The seemingly endless to-do list neatly etched out in blue marker and posted on Allen and Julie Foster's kitchen wall has been div-vied up into a few key categories: house, yard and barony.
"It's a crazy list," said Julie, or Baroness Juliana, as she is also known.
It's Monday night, and the denizens of the Barony of Black Diamond are holding court at the Fosters' home in Madison Heights.
In the kitchen, artisans labor over richly hued flourishes of calligraphy. Out in the barn, knights brave the punishing winter temperatures to test their mettle in battle.
The group, which has about 25 local members, is an outpost of the Society for Creative Anachronism — an international living history group dedicated to studying and painstakingly recreating the world of pre-17th Century Europe.

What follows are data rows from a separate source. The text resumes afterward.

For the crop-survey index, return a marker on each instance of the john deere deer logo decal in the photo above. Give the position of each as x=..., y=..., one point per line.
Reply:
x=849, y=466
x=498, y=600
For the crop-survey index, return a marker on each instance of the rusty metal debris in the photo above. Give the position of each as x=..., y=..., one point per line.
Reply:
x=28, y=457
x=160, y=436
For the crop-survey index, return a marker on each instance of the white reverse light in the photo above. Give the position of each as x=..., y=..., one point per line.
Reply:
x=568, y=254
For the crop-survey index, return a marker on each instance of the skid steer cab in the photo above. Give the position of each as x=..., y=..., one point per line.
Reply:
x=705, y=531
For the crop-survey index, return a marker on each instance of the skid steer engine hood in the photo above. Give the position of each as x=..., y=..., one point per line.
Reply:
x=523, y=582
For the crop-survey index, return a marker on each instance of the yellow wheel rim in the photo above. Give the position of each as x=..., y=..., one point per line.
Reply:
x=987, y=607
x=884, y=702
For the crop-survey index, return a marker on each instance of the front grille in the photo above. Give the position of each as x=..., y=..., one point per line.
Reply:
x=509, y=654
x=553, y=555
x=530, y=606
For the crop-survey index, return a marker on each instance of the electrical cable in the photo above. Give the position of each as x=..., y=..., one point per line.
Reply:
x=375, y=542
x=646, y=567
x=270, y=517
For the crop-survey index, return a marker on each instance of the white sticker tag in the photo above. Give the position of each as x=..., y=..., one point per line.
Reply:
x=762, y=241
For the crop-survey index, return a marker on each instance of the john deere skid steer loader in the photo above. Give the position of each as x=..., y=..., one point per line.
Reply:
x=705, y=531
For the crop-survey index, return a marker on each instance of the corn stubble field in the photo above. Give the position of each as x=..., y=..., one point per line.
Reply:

"It's another form of historical study," said Allen, or Baron Aldemere. "Most of us have a common interest in something about history. But instead of sitting in lectures and reading books, we say, let's try it. Let's wear what they wore and camp like they did and learn about it that way."
"It's a weird hobby," he said with a grin. "I freely admit that."
The Society for Creative Anachronism was started in 1966, and now has more than 30,000 members worldwide. The players come from all walks of life and have found their own niche among the panoply of arts, warfare and craftsmanship offered.
"I showed up at my first event, and my mind was blown," said Seanne Weekes, who joined Black Diamond shortly after graduating college about a year ago.
"I spent three days dressed in garb and riding horses and having a blast," she said. "I decided then and there that there was no way I was going to stop, because it was way too much fun."
Events can range from the small weekly gatherings at the Fosters' house to annual festivals that attract more than 10,000 people.
Julie Foster, who along with her husband is responsible for leading the local barony, said it was the pageantry of those sweeping events that made her fall in love with SCA.
"I mean, how often do you get to walk through a city of tents at night as the lantern lights dance and the fog starts to drift in?" she said. "Most people can only dream of that."
The weekly gatherings of the Black Diamond chapter are rambling affairs where sparring sessions, music practice and animated discussions about the evolution of wood craftsmanship can all occur at once.
In the basement, a new member is being taught how to piece together his first suit of armor. The armor, on the outside, will be authentic in appearance to that worn during the Middle Ages or Renaissance. On the inside, however, it will be couched with protective padding to meet safety standards.
The swords, likewise, are made out of a heavy wood rather than more lethal steel.
The chance to thrash it out in competition is a draw for many SCA participants — but the fighters are quick to point out they're not just "stick jocks."
"This is its own form of martial arts," said David Lang, who's been in SCA for more than 20 years.
"There is a philosophy behind it that is just as important as the skills. This is my little speech about chivalry, because a lot of what we practice is about chivalry and respect."
Honor, loyalty and generosity permeate the traditions of SCA.
Joseph Jackson, one of the chapter's youngest members at age 18, said he was first drawn in by the UFC-style energy of the sometimes bruising sparring matches.
"I came into this just thinking it would be fun to wear some armor and fight," he said. "But I've gained a lot of respect for it. It's an art."
"Honestly, I just love the people here," he said. "You meet some of the most awesome, crazy people."
The entire Barony of Black Diamond, which stretches from here to West Virginia, has around 100 members currently.
Julie and Allen Foster spend most every weekend on the road to support their subjects by attending events or helping out with projects.
"You get to be a part of this incredible group of people who believe in the same ideals of courtesy and chivalry, and who like making things with their own hands for the joy of it," Julie Foster said.
"It's hard to put into words. It's a very special group of people."